Plus on s'enfonce dans le parcours, plus il prend un tour cosmique, avec le dodécaèdre rayonnant et bourdonnant de Felix Luque Sanchez, entité technologique mystérieuse alien qui réagit à la présence du public, ou ce monolithe bruissant calqué sur celui de 2001, l'Odyssée de l'espace de Grégory Chatonsky , ou encore cette onirique reconstitution d'une supernova, enfermée dans une boîte telle une miniature, qui permet de voir, sur une échelle de dix minutes, un phénomène rare qui dure 100 000 ans, entre l'explosion et l'agonie de l'étoile.

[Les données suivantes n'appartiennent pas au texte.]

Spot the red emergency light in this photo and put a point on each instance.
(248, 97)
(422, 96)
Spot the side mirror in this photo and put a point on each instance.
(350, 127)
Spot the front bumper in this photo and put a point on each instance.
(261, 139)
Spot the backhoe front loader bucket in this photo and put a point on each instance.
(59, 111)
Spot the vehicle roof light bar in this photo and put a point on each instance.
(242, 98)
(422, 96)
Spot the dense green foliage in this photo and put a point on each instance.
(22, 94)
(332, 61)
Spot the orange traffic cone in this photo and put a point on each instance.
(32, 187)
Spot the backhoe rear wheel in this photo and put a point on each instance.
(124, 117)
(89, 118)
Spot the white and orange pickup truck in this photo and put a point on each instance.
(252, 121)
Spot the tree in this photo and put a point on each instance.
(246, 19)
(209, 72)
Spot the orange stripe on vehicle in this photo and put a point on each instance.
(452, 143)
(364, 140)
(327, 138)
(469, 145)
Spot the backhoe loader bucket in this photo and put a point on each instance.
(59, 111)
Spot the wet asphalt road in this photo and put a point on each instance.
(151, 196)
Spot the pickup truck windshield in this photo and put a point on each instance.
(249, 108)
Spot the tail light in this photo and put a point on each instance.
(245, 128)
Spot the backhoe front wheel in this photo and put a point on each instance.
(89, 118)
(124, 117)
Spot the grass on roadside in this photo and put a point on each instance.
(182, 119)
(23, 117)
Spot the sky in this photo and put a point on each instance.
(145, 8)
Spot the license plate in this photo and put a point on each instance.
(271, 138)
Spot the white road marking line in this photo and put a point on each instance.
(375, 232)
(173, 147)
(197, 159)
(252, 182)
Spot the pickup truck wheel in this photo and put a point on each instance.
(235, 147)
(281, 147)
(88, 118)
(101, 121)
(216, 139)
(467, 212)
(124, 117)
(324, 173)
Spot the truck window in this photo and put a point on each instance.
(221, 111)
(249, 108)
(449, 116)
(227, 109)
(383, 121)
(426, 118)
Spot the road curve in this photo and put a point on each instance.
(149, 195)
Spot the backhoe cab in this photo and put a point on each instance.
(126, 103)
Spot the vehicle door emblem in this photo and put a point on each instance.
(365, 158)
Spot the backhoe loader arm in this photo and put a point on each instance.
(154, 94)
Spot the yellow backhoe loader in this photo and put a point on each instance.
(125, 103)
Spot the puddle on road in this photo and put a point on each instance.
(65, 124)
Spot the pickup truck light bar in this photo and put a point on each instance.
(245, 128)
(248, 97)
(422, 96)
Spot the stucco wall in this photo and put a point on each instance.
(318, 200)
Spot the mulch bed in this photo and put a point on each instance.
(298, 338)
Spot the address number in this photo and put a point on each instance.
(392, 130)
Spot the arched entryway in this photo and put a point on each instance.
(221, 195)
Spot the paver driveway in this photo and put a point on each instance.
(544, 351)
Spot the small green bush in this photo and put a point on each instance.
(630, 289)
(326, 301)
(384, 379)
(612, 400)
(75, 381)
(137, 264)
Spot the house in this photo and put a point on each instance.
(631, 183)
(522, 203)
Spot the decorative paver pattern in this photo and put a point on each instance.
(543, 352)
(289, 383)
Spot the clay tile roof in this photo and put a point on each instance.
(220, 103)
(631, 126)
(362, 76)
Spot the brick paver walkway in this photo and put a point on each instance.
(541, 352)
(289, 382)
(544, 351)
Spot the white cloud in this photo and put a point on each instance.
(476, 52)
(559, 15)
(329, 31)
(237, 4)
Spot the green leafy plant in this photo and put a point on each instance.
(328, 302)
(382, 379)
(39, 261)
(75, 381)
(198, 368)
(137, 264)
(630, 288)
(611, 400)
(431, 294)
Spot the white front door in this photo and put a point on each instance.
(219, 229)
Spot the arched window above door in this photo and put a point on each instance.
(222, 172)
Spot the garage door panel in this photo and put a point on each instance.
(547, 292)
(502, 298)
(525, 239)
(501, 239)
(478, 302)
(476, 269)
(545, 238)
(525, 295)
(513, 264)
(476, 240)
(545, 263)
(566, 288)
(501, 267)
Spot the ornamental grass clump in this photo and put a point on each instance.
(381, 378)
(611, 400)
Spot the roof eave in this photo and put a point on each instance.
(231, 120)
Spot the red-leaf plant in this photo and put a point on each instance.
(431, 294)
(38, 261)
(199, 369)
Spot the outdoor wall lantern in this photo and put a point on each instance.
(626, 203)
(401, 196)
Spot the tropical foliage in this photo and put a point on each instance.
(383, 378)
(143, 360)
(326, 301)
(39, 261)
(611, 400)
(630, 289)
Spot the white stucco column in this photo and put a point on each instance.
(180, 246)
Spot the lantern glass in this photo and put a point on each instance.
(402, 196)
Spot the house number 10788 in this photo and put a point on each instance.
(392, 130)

Mais c'est une plante anodine, pas même sous cloche, qui synthétise à elle seule les vertiges du futur. A l'œil nu, rien ne permet de déceler l'originalité du pétunia d' Eduardo Kac , qui cache son artificialité. Pourtant dans les nervures rouges de la fleur s'exprime l'ADN du sang de l'artiste. Avec ce «plantimal» transgénique qu'il a mis six ans à développer, Kac veut sensibiliser à la contiguïté entre les espèces, «créer un espace de rencontre le plus intime possible entre deux êtres. Cette pureté, cette soi-disant séparation entre les êtres vivants est illusoire» . D'après le bioartiste brésilien, également exposé en ce moment au Centre des arts d'Enghien-les-Bains, «pour la nouvelle génération, manipuler les gènes sera aussi commun que de jongler avec les bits d'information.»